PRIME: Scaffolding Manipulation Tasks with Behavior Primitives for Data-Efficient Imitation Learning
This addresses data inefficiency in robot imitation learning, offering a domain-specific improvement for multi-stage manipulation tasks.
The paper tackles the problem of high sample complexity in imitation learning for long-horizon robot manipulation tasks by introducing PRIME, a framework that decomposes tasks into behavior primitives, resulting in 10-34% higher success rates in simulation and 20-48% on hardware compared to baselines.

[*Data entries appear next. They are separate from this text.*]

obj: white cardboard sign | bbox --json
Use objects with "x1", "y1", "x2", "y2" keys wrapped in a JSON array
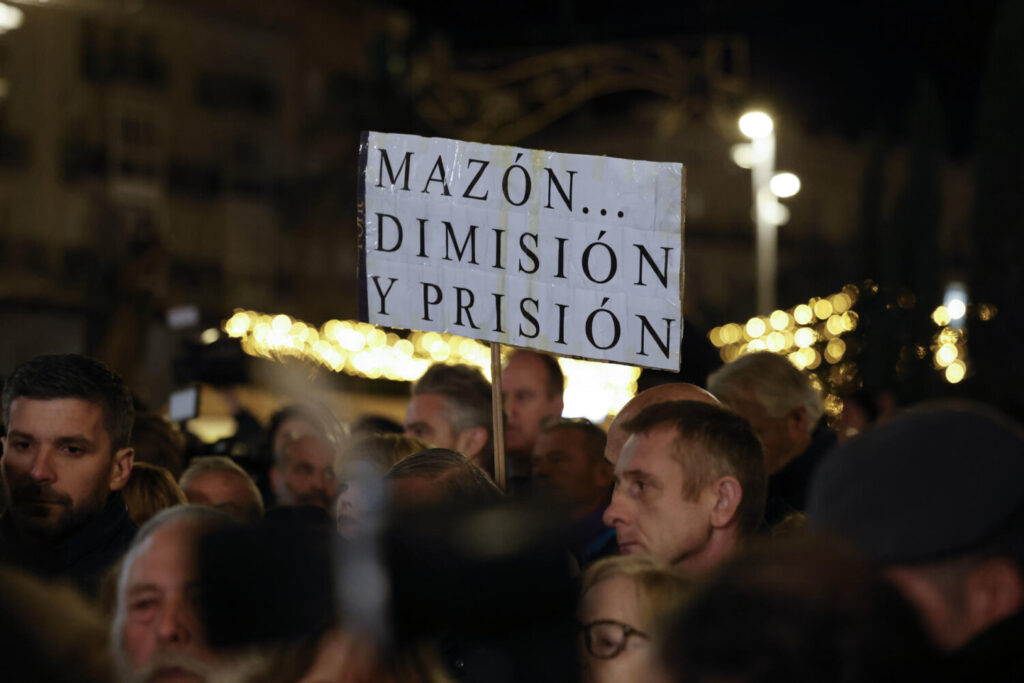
[{"x1": 358, "y1": 132, "x2": 685, "y2": 370}]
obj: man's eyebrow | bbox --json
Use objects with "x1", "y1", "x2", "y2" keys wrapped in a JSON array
[{"x1": 55, "y1": 434, "x2": 95, "y2": 449}]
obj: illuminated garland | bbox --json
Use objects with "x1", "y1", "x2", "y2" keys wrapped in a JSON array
[{"x1": 223, "y1": 310, "x2": 640, "y2": 422}]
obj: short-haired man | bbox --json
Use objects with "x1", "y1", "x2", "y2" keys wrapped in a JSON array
[
  {"x1": 111, "y1": 505, "x2": 262, "y2": 683},
  {"x1": 604, "y1": 400, "x2": 765, "y2": 573},
  {"x1": 0, "y1": 354, "x2": 135, "y2": 593},
  {"x1": 270, "y1": 434, "x2": 337, "y2": 512},
  {"x1": 532, "y1": 419, "x2": 618, "y2": 567},
  {"x1": 386, "y1": 449, "x2": 502, "y2": 508},
  {"x1": 708, "y1": 351, "x2": 836, "y2": 525},
  {"x1": 178, "y1": 456, "x2": 263, "y2": 522},
  {"x1": 403, "y1": 364, "x2": 494, "y2": 473},
  {"x1": 604, "y1": 382, "x2": 721, "y2": 466},
  {"x1": 502, "y1": 349, "x2": 565, "y2": 478},
  {"x1": 807, "y1": 402, "x2": 1024, "y2": 681}
]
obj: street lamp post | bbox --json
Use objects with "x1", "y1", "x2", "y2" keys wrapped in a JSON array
[{"x1": 733, "y1": 112, "x2": 800, "y2": 313}]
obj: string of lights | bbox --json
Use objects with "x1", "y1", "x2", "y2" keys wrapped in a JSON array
[{"x1": 223, "y1": 309, "x2": 640, "y2": 422}]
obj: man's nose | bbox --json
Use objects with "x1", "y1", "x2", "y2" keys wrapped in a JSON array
[
  {"x1": 157, "y1": 599, "x2": 196, "y2": 645},
  {"x1": 29, "y1": 447, "x2": 57, "y2": 483},
  {"x1": 601, "y1": 489, "x2": 627, "y2": 527}
]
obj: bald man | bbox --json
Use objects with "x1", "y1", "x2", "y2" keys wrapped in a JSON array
[{"x1": 604, "y1": 382, "x2": 721, "y2": 465}]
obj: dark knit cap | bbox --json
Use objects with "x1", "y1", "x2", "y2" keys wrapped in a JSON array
[{"x1": 807, "y1": 402, "x2": 1024, "y2": 564}]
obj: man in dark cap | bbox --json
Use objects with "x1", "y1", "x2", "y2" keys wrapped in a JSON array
[
  {"x1": 0, "y1": 353, "x2": 135, "y2": 592},
  {"x1": 808, "y1": 403, "x2": 1024, "y2": 681}
]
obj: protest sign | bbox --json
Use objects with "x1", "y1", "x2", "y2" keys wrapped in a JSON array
[{"x1": 358, "y1": 132, "x2": 684, "y2": 370}]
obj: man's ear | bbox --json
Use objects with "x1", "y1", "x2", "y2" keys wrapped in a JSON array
[
  {"x1": 110, "y1": 447, "x2": 135, "y2": 490},
  {"x1": 965, "y1": 557, "x2": 1024, "y2": 633},
  {"x1": 711, "y1": 476, "x2": 743, "y2": 528},
  {"x1": 591, "y1": 458, "x2": 615, "y2": 488},
  {"x1": 785, "y1": 405, "x2": 814, "y2": 443},
  {"x1": 455, "y1": 427, "x2": 487, "y2": 460}
]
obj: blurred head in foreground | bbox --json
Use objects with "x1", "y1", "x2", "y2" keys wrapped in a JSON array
[
  {"x1": 808, "y1": 402, "x2": 1024, "y2": 654},
  {"x1": 111, "y1": 505, "x2": 268, "y2": 683},
  {"x1": 579, "y1": 555, "x2": 689, "y2": 683},
  {"x1": 652, "y1": 538, "x2": 937, "y2": 683}
]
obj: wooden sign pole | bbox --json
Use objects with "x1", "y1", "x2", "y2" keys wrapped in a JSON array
[{"x1": 490, "y1": 342, "x2": 506, "y2": 490}]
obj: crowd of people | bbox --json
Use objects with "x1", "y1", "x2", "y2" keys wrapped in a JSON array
[{"x1": 0, "y1": 350, "x2": 1024, "y2": 683}]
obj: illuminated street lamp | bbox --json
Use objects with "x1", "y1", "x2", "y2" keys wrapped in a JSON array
[{"x1": 731, "y1": 112, "x2": 800, "y2": 311}]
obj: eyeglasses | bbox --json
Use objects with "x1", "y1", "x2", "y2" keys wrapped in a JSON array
[{"x1": 577, "y1": 618, "x2": 650, "y2": 659}]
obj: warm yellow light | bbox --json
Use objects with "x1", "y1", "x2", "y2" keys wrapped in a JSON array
[
  {"x1": 935, "y1": 344, "x2": 959, "y2": 366},
  {"x1": 729, "y1": 142, "x2": 757, "y2": 168},
  {"x1": 828, "y1": 292, "x2": 853, "y2": 313},
  {"x1": 739, "y1": 112, "x2": 775, "y2": 139},
  {"x1": 946, "y1": 360, "x2": 967, "y2": 384},
  {"x1": 270, "y1": 314, "x2": 292, "y2": 335},
  {"x1": 814, "y1": 299, "x2": 831, "y2": 321},
  {"x1": 769, "y1": 310, "x2": 790, "y2": 330},
  {"x1": 224, "y1": 310, "x2": 252, "y2": 337},
  {"x1": 722, "y1": 323, "x2": 743, "y2": 344},
  {"x1": 708, "y1": 328, "x2": 724, "y2": 348},
  {"x1": 946, "y1": 299, "x2": 967, "y2": 321},
  {"x1": 746, "y1": 317, "x2": 766, "y2": 339},
  {"x1": 793, "y1": 328, "x2": 817, "y2": 348},
  {"x1": 823, "y1": 393, "x2": 843, "y2": 418},
  {"x1": 768, "y1": 173, "x2": 800, "y2": 200},
  {"x1": 825, "y1": 339, "x2": 846, "y2": 364},
  {"x1": 932, "y1": 306, "x2": 952, "y2": 328}
]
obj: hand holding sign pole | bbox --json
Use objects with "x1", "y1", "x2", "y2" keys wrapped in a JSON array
[{"x1": 357, "y1": 132, "x2": 685, "y2": 491}]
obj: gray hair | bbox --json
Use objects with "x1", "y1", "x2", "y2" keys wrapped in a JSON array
[
  {"x1": 413, "y1": 364, "x2": 492, "y2": 434},
  {"x1": 708, "y1": 351, "x2": 824, "y2": 431},
  {"x1": 111, "y1": 505, "x2": 233, "y2": 660},
  {"x1": 178, "y1": 456, "x2": 263, "y2": 518}
]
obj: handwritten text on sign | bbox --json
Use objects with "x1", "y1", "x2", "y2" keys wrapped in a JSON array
[{"x1": 360, "y1": 133, "x2": 683, "y2": 370}]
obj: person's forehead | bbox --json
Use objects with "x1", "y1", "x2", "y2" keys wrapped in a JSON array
[
  {"x1": 534, "y1": 427, "x2": 584, "y2": 454},
  {"x1": 7, "y1": 396, "x2": 110, "y2": 440},
  {"x1": 502, "y1": 354, "x2": 547, "y2": 393},
  {"x1": 288, "y1": 437, "x2": 334, "y2": 464},
  {"x1": 406, "y1": 393, "x2": 450, "y2": 424},
  {"x1": 186, "y1": 470, "x2": 246, "y2": 492},
  {"x1": 580, "y1": 574, "x2": 640, "y2": 627},
  {"x1": 127, "y1": 521, "x2": 199, "y2": 589},
  {"x1": 615, "y1": 427, "x2": 682, "y2": 474}
]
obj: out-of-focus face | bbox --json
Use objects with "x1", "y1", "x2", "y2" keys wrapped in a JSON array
[
  {"x1": 270, "y1": 436, "x2": 335, "y2": 512},
  {"x1": 183, "y1": 470, "x2": 259, "y2": 519},
  {"x1": 402, "y1": 393, "x2": 459, "y2": 450},
  {"x1": 272, "y1": 415, "x2": 319, "y2": 458},
  {"x1": 0, "y1": 396, "x2": 134, "y2": 540},
  {"x1": 729, "y1": 391, "x2": 794, "y2": 474},
  {"x1": 604, "y1": 427, "x2": 715, "y2": 566},
  {"x1": 531, "y1": 427, "x2": 611, "y2": 516},
  {"x1": 502, "y1": 353, "x2": 562, "y2": 454},
  {"x1": 115, "y1": 520, "x2": 229, "y2": 682},
  {"x1": 579, "y1": 575, "x2": 653, "y2": 683}
]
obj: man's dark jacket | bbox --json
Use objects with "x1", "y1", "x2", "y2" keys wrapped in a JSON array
[{"x1": 0, "y1": 492, "x2": 137, "y2": 595}]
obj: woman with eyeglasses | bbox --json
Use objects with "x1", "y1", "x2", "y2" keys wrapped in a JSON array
[{"x1": 579, "y1": 555, "x2": 689, "y2": 683}]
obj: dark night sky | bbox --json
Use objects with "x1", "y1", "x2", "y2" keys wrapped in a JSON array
[{"x1": 396, "y1": 0, "x2": 999, "y2": 157}]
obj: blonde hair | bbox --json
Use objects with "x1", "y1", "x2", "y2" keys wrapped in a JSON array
[
  {"x1": 580, "y1": 555, "x2": 692, "y2": 625},
  {"x1": 122, "y1": 463, "x2": 187, "y2": 526}
]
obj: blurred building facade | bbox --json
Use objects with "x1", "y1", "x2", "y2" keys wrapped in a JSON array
[{"x1": 0, "y1": 0, "x2": 970, "y2": 403}]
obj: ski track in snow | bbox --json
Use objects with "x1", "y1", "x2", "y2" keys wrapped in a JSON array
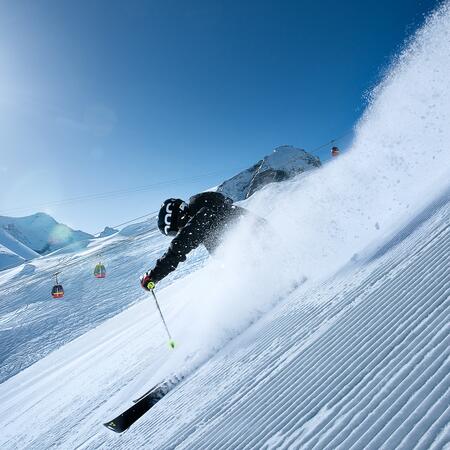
[
  {"x1": 0, "y1": 185, "x2": 450, "y2": 449},
  {"x1": 0, "y1": 2, "x2": 450, "y2": 450}
]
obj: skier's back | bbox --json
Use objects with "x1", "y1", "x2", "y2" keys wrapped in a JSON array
[{"x1": 141, "y1": 192, "x2": 248, "y2": 290}]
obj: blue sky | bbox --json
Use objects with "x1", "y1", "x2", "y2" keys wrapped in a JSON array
[{"x1": 0, "y1": 0, "x2": 437, "y2": 232}]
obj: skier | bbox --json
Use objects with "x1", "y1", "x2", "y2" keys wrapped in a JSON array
[{"x1": 140, "y1": 192, "x2": 251, "y2": 290}]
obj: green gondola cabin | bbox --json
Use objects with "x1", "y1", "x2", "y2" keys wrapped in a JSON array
[{"x1": 94, "y1": 263, "x2": 106, "y2": 278}]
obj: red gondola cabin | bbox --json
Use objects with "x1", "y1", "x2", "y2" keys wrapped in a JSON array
[{"x1": 52, "y1": 284, "x2": 64, "y2": 298}]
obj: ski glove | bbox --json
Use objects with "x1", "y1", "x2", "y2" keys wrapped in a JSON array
[{"x1": 140, "y1": 270, "x2": 156, "y2": 291}]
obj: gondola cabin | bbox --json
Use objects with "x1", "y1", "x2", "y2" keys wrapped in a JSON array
[
  {"x1": 52, "y1": 284, "x2": 64, "y2": 298},
  {"x1": 94, "y1": 263, "x2": 106, "y2": 278},
  {"x1": 331, "y1": 147, "x2": 341, "y2": 158}
]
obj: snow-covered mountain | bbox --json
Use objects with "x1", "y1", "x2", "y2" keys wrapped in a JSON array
[
  {"x1": 98, "y1": 227, "x2": 119, "y2": 237},
  {"x1": 0, "y1": 4, "x2": 450, "y2": 450},
  {"x1": 0, "y1": 228, "x2": 39, "y2": 270},
  {"x1": 217, "y1": 145, "x2": 321, "y2": 201},
  {"x1": 0, "y1": 213, "x2": 93, "y2": 255}
]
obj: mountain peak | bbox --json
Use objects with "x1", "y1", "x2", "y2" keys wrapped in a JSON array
[{"x1": 217, "y1": 144, "x2": 321, "y2": 201}]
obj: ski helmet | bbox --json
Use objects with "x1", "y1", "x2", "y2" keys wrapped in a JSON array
[{"x1": 158, "y1": 198, "x2": 189, "y2": 236}]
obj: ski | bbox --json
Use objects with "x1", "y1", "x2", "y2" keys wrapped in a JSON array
[{"x1": 103, "y1": 379, "x2": 181, "y2": 433}]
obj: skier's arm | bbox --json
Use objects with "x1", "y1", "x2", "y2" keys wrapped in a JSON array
[{"x1": 151, "y1": 207, "x2": 210, "y2": 283}]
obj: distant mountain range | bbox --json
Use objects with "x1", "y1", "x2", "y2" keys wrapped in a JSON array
[
  {"x1": 0, "y1": 213, "x2": 93, "y2": 270},
  {"x1": 217, "y1": 145, "x2": 322, "y2": 201},
  {"x1": 0, "y1": 145, "x2": 321, "y2": 270}
]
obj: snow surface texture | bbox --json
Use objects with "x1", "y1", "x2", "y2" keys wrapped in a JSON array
[
  {"x1": 0, "y1": 4, "x2": 450, "y2": 450},
  {"x1": 216, "y1": 145, "x2": 321, "y2": 201},
  {"x1": 0, "y1": 213, "x2": 92, "y2": 253}
]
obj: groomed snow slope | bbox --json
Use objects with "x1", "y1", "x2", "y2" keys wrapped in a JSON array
[
  {"x1": 0, "y1": 3, "x2": 450, "y2": 450},
  {"x1": 0, "y1": 183, "x2": 450, "y2": 450}
]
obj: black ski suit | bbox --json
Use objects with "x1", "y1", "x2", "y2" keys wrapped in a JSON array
[{"x1": 151, "y1": 192, "x2": 247, "y2": 283}]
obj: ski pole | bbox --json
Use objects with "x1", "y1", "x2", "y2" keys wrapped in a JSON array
[{"x1": 149, "y1": 283, "x2": 175, "y2": 348}]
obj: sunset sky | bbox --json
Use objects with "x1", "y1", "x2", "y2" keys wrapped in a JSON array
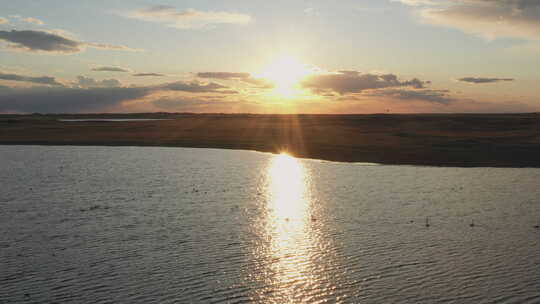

Imitation learning has shown great potential for enabling robots to acquire complex manipulation behaviors. However, these algorithms suffer from high sample complexity in long-horizon tasks, where compounding errors accumulate over the task horizons. We present PRIME (PRimitive-based IMitation with data Efficiency), a behavior primitive-based framework designed for improving the data efficiency of imitation learning. PRIME scaffolds robot tasks by decomposing task demonstrations into primitive sequences, followed by learning a high-level control policy to sequence primitives through imitation learning. Our experiments demonstrate that PRIME achieves a significant performance improvement in multi-stage manipulation tasks, with 10-34% higher success rates in simulation over state-of-the-art baselines and 20-48% on physical hardware.